Last Thoughts on Christmas

(at least for this year).

The Christmas/Holiday question seems to break on party lines. Liberals are quite happy changing the name, conservatives and libertarians think that the holiday should be called by its real name. This is an interesting split and shows that the issue is part of a larger culture war.

On the conservative side, the argument is simple - the holiday is Christmas. Call it that. The defense from the other side are varied. One is that this is an attempt to commercialize Christmas even more. This is silly. The commercialization is there regardless.

The best argument for "holidays" is that we are increasingly becoming a multi-cultural society and we need to amend our customs so as not to offend our new citizens.

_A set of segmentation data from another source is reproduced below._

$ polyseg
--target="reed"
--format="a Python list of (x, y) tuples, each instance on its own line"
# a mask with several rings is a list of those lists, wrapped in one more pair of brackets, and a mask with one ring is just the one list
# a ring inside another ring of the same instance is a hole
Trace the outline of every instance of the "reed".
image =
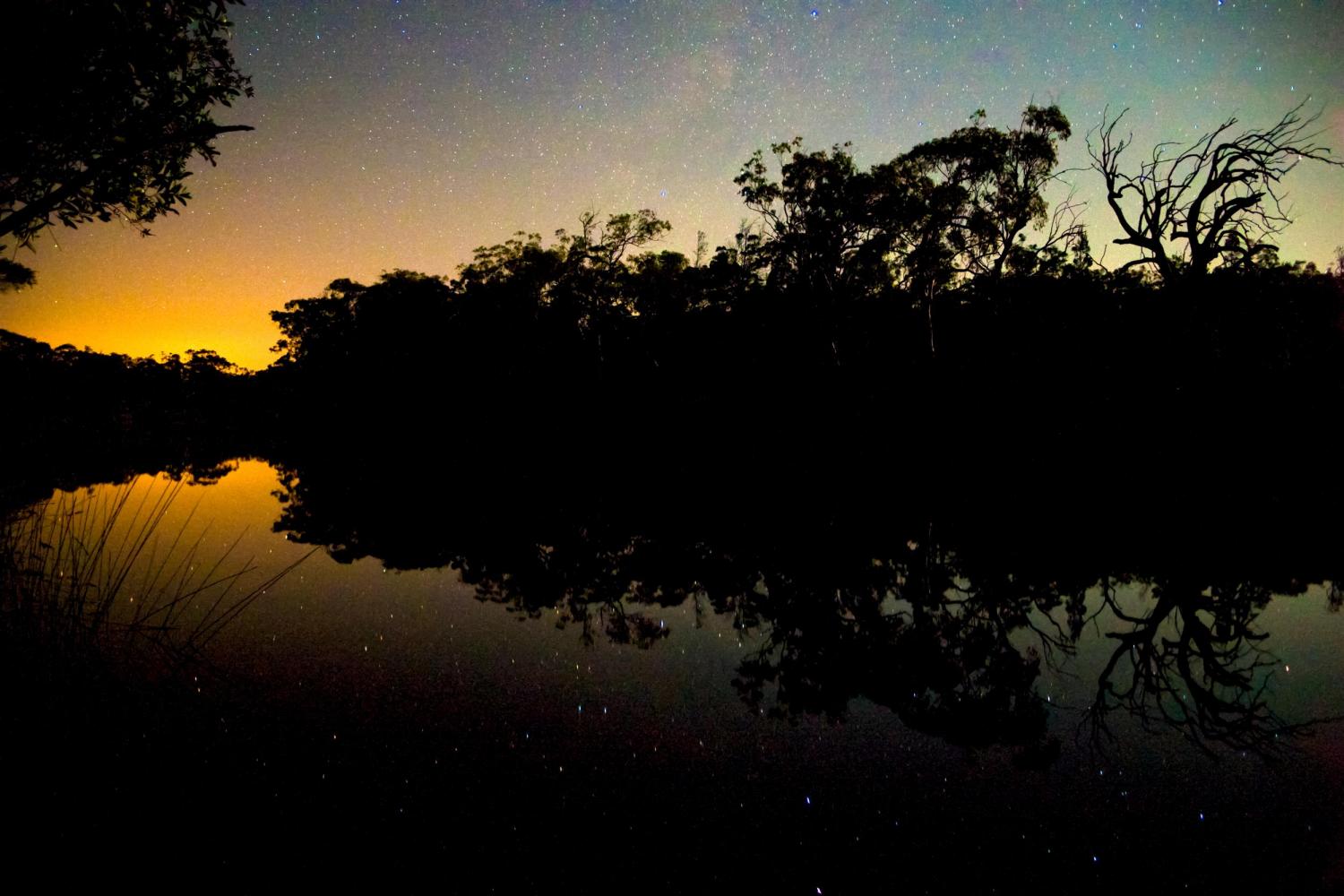
[[(141, 477), (58, 492), (0, 523), (0, 625), (60, 654), (142, 646), (173, 661), (200, 653), (230, 621), (302, 563), (257, 580), (235, 562), (239, 536), (206, 557), (192, 508), (164, 529), (183, 482)], [(251, 582), (251, 584), (246, 584)]]

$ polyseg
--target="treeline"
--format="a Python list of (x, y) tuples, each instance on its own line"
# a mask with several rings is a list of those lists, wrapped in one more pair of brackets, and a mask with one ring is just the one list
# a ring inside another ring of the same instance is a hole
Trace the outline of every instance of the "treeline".
[[(1016, 128), (977, 113), (868, 171), (839, 145), (757, 153), (735, 181), (751, 218), (694, 258), (656, 249), (671, 224), (648, 210), (589, 212), (550, 242), (481, 247), (453, 278), (337, 279), (271, 313), (278, 357), (254, 375), (208, 351), (148, 361), (22, 337), (0, 363), (31, 445), (214, 433), (270, 457), (339, 439), (602, 472), (903, 462), (962, 481), (1024, 463), (1136, 481), (1310, 469), (1337, 438), (1344, 278), (1278, 263), (1275, 220), (1238, 192), (1294, 145), (1320, 156), (1296, 111), (1265, 132), (1279, 142), (1258, 169), (1210, 149), (1210, 183), (1239, 175), (1203, 211), (1149, 208), (1184, 262), (1134, 243), (1149, 254), (1103, 269), (1081, 210), (1046, 201), (1068, 121), (1028, 106)], [(1110, 183), (1109, 133), (1094, 159)], [(1320, 435), (1294, 438), (1304, 426)]]

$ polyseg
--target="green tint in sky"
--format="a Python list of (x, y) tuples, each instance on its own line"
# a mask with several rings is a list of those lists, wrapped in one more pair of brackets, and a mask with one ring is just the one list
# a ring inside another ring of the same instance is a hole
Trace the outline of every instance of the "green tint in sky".
[[(1058, 102), (1085, 134), (1129, 107), (1134, 159), (1236, 116), (1269, 126), (1306, 101), (1344, 146), (1344, 9), (1333, 0), (980, 3), (266, 3), (235, 8), (255, 99), (220, 121), (183, 214), (141, 239), (117, 224), (42, 236), (36, 287), (0, 326), (145, 355), (215, 348), (269, 363), (267, 312), (332, 279), (409, 267), (453, 274), (516, 230), (573, 228), (585, 210), (653, 208), (665, 243), (728, 242), (732, 185), (757, 148), (796, 134), (853, 142), (863, 165), (964, 125)], [(1114, 235), (1094, 172), (1099, 253)], [(1286, 183), (1285, 259), (1344, 243), (1344, 169)], [(1060, 188), (1052, 199), (1067, 193)], [(1106, 262), (1129, 258), (1111, 247)]]

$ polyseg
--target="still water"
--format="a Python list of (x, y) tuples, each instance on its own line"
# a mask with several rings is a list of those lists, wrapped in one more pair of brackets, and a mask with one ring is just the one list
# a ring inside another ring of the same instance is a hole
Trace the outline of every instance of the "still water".
[(466, 862), (500, 892), (1344, 883), (1329, 582), (1060, 582), (914, 537), (844, 570), (597, 535), (388, 563), (356, 548), (405, 510), (327, 541), (293, 472), (228, 466), (157, 510), (145, 562), (195, 545), (243, 591), (298, 564), (206, 650), (228, 758), (196, 771), (302, 832), (281, 852), (304, 868)]

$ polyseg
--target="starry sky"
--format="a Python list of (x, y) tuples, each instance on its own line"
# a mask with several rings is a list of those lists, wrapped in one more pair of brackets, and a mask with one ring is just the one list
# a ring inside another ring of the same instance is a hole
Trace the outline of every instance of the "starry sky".
[[(1302, 101), (1344, 149), (1339, 0), (253, 0), (233, 19), (257, 95), (216, 120), (255, 132), (218, 141), (151, 238), (43, 234), (17, 255), (38, 285), (0, 296), (0, 328), (259, 368), (267, 312), (337, 277), (452, 275), (476, 246), (587, 210), (652, 208), (675, 228), (663, 246), (689, 254), (696, 231), (731, 240), (754, 149), (852, 141), (867, 167), (978, 107), (1011, 126), (1058, 102), (1064, 168), (1086, 168), (1107, 107), (1130, 109), (1136, 163)], [(1099, 251), (1117, 232), (1099, 176), (1068, 180)], [(1324, 266), (1344, 243), (1344, 169), (1304, 165), (1286, 187), (1281, 255)]]

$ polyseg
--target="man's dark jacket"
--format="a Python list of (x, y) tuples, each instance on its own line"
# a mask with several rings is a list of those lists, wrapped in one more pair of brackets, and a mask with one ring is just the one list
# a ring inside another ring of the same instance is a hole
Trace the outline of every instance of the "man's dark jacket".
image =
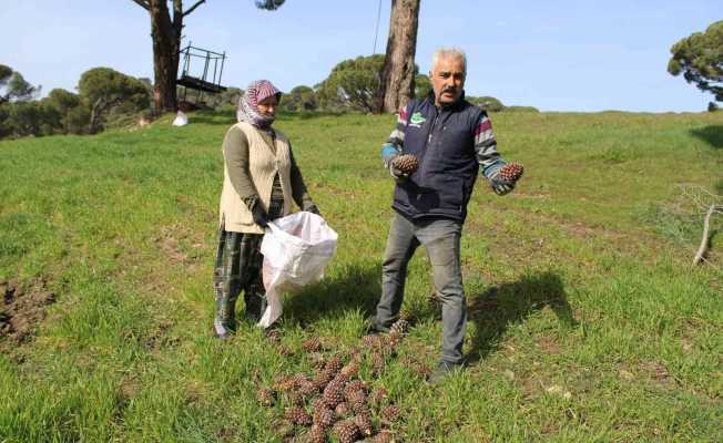
[(464, 100), (437, 107), (434, 96), (407, 105), (403, 153), (414, 154), (419, 167), (397, 183), (395, 210), (414, 220), (449, 218), (464, 223), (479, 163), (475, 128), (485, 114)]

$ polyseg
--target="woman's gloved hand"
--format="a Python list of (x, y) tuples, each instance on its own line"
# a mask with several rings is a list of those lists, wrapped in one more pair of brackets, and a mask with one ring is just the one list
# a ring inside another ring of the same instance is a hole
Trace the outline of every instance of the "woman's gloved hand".
[(251, 210), (251, 216), (254, 217), (254, 223), (262, 228), (266, 228), (268, 226), (268, 214), (261, 204), (258, 196), (246, 198), (244, 203), (246, 204), (246, 207), (248, 207), (248, 210)]
[(316, 207), (316, 205), (309, 205), (309, 206), (305, 207), (304, 210), (306, 210), (307, 213), (319, 215), (319, 216), (322, 215), (319, 213), (319, 208)]

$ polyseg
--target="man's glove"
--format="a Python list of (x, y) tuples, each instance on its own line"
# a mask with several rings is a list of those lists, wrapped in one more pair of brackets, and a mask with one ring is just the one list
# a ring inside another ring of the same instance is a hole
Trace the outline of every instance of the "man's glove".
[(499, 171), (496, 171), (491, 177), (489, 177), (489, 184), (492, 186), (492, 190), (497, 195), (509, 194), (515, 189), (515, 182), (508, 182), (500, 176)]
[(268, 226), (268, 214), (261, 204), (258, 196), (251, 197), (245, 200), (248, 210), (251, 210), (252, 217), (254, 217), (254, 223), (262, 228)]
[(305, 207), (304, 210), (306, 210), (307, 213), (319, 215), (319, 216), (322, 215), (319, 213), (319, 208), (317, 208), (316, 205), (309, 205), (309, 206)]

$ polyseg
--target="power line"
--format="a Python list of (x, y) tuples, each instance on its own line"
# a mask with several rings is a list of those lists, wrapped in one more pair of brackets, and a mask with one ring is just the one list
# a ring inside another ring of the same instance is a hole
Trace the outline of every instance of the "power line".
[(377, 8), (377, 22), (374, 25), (374, 50), (371, 55), (377, 53), (377, 35), (379, 35), (379, 20), (381, 19), (381, 0), (379, 0), (379, 7)]

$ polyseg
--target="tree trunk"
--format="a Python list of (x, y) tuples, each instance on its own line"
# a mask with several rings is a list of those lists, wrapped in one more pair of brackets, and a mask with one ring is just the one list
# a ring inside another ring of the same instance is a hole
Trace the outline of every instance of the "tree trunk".
[(379, 112), (397, 112), (414, 95), (419, 2), (391, 0), (387, 54), (377, 92)]
[(173, 20), (166, 0), (150, 0), (151, 37), (153, 38), (153, 104), (156, 113), (175, 112), (176, 76), (183, 12), (181, 0), (173, 1)]

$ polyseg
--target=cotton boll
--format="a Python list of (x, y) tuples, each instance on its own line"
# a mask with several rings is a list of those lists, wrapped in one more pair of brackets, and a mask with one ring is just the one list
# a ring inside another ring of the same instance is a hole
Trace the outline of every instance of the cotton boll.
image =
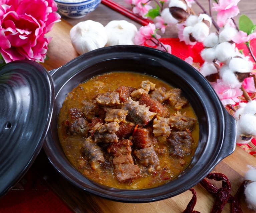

This sounds great in theory but that theory includes a couple of assumptions. One is that the Christian element of Christmas offends most non-Christians. If this is so then the anti-Christmas people should be fighting against American Mosques broadcasting prayers over loudspeakers several times a day. If a Christmas tree on public land is offensive then a call to prayer audible in the same public land must be even worse. Funny thing, though. The anti-Christmas people fight for the rights of Muslims to blare out prayers.

Many liberals look to Europe, especially France, as a guide for modern society. The Europeans are mainly secular. Most are Catholic and most are non-believers.

So what does a secular society do about Christmas and how does its 10% Muslim population react? It turns out that they celebrate Christmas, even the Muslims.

If secular France doesn't have a problem with Christmas then why do we?